Open Domain Question Answering Skill on Wikipedia¶
Task definition¶
Open Domain Question Answering (ODQA) is a task to find an exact answer to any question in Wikipedia articles. Thus, given only a question, the system outputs the best answer it can find:
:: What is the name of Darth Vader's son?
>> Luke Skywalker
Languages¶
There are pretrained ODQA models for English and Russian languages in DeepPavlov DeepPavlov.
Models¶
The architecture of ODQA skill is modular and consists of two models, a ranker and a reader. The ranker is based on DrQA [1] proposed by Facebook Research and the reader is based on R-NET [2] proposed by Microsoft Research Asia and its implementation [3] by Wenxuan Zhou.
Running ODQA¶
Tensorflow-1.8.0 with GPU support is required to run this model.

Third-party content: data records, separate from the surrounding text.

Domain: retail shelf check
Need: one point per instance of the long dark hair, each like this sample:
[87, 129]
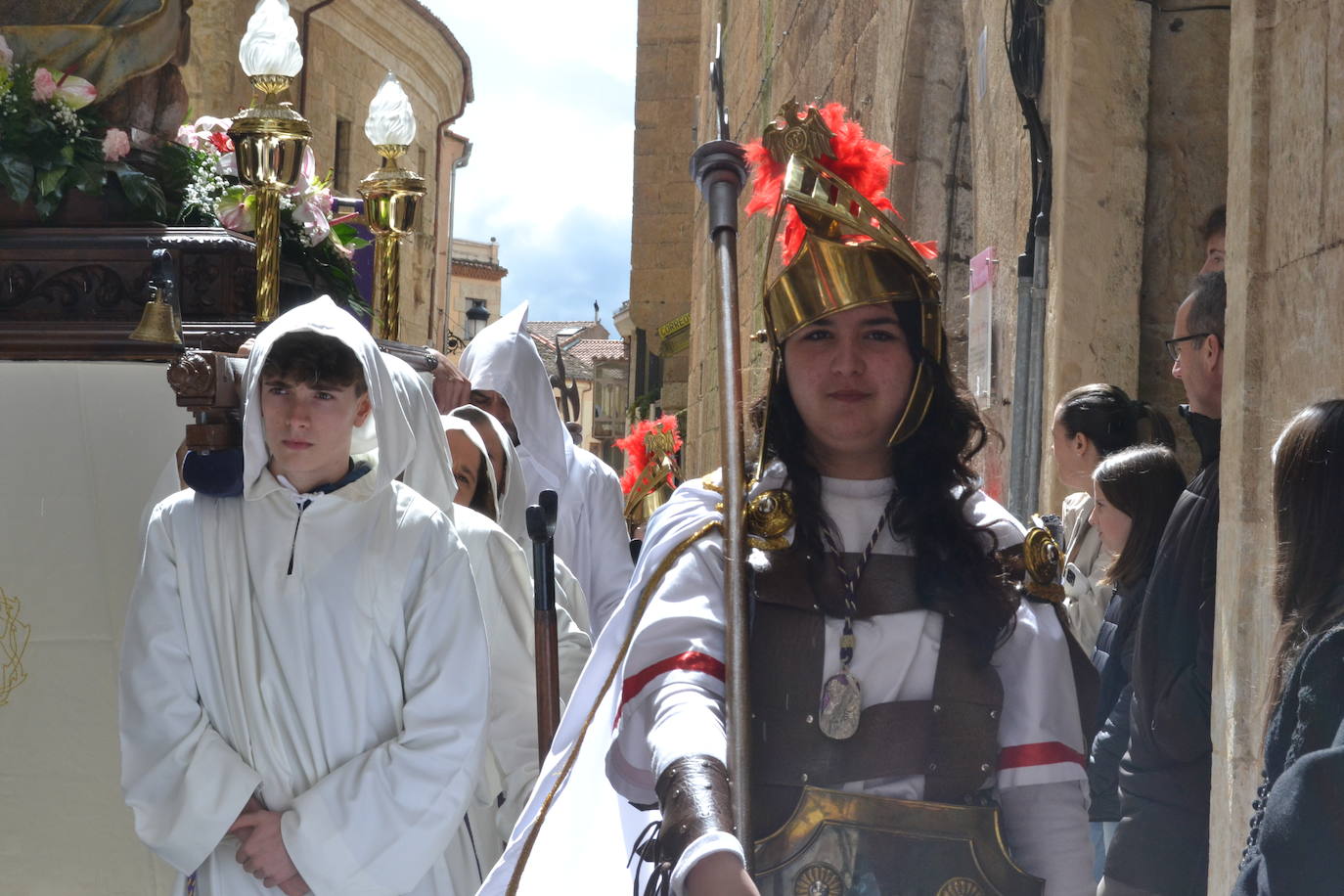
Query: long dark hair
[1110, 420]
[1308, 495]
[1142, 482]
[955, 571]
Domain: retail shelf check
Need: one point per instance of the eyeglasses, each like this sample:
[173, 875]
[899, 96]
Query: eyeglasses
[1174, 344]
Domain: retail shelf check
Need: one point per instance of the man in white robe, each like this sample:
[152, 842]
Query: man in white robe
[304, 668]
[509, 381]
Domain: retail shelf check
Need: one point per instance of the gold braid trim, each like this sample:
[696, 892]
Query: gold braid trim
[515, 880]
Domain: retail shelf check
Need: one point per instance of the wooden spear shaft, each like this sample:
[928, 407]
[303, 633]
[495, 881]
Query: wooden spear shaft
[719, 171]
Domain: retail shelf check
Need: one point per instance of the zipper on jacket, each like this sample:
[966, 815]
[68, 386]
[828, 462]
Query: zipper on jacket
[294, 543]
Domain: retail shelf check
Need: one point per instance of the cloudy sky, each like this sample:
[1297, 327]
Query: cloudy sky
[552, 130]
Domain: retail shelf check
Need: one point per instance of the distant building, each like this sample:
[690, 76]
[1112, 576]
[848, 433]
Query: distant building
[474, 287]
[599, 368]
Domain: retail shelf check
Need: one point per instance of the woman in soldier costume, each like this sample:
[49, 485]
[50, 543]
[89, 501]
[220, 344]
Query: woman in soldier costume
[894, 662]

About 16 GB of RAM required
Note
TensorFlow 1.8 with GPU support is required to run this skill.
About 16 GB of RAM required.
Training¶
ODQA ranker and ODQA reader should be trained separately. Read about training the ranker here. Read about training the reader in our separate reader tutorial.
Interacting¶
When interacting, the ODQA skill returns a plain answer to the user’s question.

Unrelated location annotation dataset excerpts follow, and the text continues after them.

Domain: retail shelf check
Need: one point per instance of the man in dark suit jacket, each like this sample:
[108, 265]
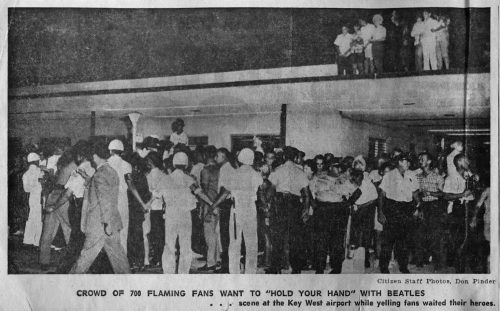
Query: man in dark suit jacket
[101, 222]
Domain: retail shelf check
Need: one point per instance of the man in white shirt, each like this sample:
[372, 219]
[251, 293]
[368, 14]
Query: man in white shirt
[243, 223]
[417, 32]
[399, 188]
[378, 43]
[123, 168]
[343, 44]
[429, 41]
[153, 227]
[179, 191]
[292, 199]
[458, 196]
[457, 148]
[225, 176]
[74, 193]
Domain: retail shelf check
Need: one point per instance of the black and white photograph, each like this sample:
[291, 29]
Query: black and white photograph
[249, 140]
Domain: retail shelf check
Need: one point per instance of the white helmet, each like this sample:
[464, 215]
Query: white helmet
[116, 144]
[180, 158]
[32, 157]
[246, 156]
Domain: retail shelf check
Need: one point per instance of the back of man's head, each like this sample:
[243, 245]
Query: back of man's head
[101, 150]
[289, 153]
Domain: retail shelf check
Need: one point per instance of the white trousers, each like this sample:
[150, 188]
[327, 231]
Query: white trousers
[33, 229]
[246, 226]
[429, 53]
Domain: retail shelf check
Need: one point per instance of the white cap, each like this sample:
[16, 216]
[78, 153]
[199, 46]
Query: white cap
[180, 158]
[32, 157]
[115, 144]
[359, 159]
[246, 156]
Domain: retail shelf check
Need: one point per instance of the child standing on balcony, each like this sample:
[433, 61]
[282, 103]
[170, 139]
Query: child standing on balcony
[357, 45]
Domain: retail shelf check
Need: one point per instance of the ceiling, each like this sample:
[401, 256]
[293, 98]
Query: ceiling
[418, 102]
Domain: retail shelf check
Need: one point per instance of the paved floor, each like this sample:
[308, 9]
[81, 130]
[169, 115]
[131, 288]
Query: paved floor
[24, 260]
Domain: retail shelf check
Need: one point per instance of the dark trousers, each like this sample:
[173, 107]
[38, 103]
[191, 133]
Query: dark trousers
[157, 236]
[395, 233]
[225, 215]
[287, 218]
[198, 244]
[362, 226]
[330, 225]
[430, 237]
[135, 242]
[76, 239]
[458, 250]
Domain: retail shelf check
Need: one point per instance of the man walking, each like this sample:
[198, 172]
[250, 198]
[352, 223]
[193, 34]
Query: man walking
[101, 221]
[292, 203]
[243, 223]
[398, 189]
[123, 168]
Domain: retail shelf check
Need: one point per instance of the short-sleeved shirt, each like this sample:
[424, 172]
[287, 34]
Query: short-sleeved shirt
[357, 43]
[451, 169]
[155, 179]
[288, 178]
[64, 173]
[417, 31]
[225, 175]
[176, 191]
[76, 183]
[324, 188]
[52, 162]
[343, 42]
[368, 191]
[210, 180]
[379, 33]
[374, 176]
[431, 182]
[196, 171]
[123, 168]
[31, 179]
[398, 187]
[367, 32]
[245, 183]
[454, 184]
[179, 138]
[429, 24]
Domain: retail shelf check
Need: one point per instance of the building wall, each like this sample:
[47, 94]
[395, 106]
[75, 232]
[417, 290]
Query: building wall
[319, 132]
[311, 131]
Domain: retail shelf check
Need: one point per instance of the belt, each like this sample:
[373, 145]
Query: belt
[330, 204]
[287, 194]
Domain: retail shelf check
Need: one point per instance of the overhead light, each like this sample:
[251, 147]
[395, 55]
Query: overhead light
[457, 130]
[469, 134]
[217, 114]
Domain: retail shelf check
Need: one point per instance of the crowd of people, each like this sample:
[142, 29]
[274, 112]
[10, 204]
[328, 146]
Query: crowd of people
[374, 48]
[260, 207]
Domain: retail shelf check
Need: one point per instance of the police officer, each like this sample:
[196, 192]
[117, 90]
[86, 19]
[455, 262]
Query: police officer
[398, 191]
[179, 191]
[292, 206]
[245, 183]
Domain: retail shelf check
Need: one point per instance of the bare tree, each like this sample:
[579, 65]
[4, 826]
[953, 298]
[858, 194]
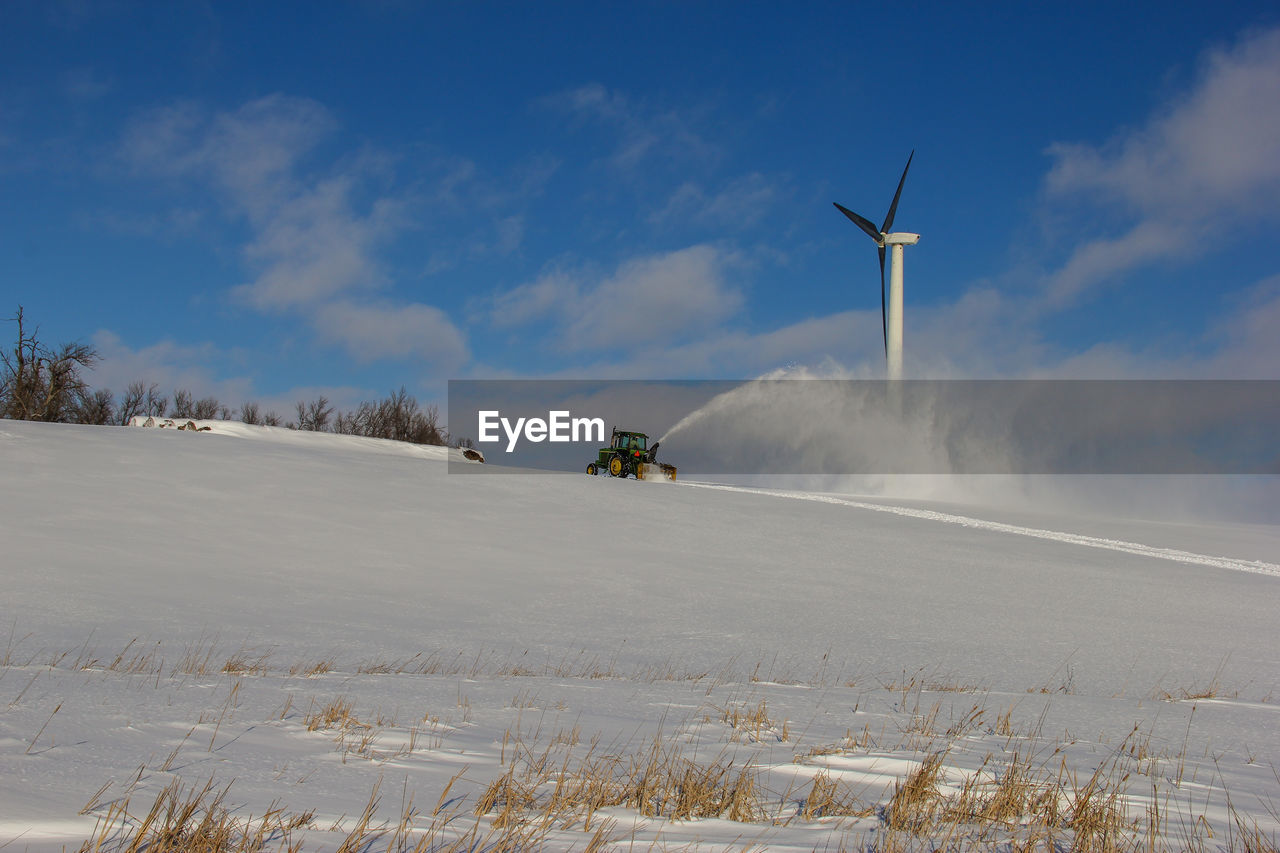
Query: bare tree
[131, 404]
[314, 416]
[183, 404]
[205, 409]
[398, 418]
[154, 405]
[37, 383]
[95, 407]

Run the following to interact with English ODQA:
cd deeppavlov/
python deep.py interact deeppavlov/configs/odqa/en_odqa_infer_wiki.json -d
Run the following to interact with Russian ODQA:
cd deeppavlov/
python deep.py interact deeppavlov/configs/odqa/ru_odqa_infer_wiki.json -d
Configuration¶
The ODQA configs suit only model inferring purposes. For training purposes use the ranker configs and the reader configs accordingly.
Comparison¶
Scores for ODQA skill:
Skill | Config | Ranker Recall (top 5) | Reader f1 |
---|---|---|---|
ODQA English | en_odqa_infer_wiki.json | 0.756 | 0.257 |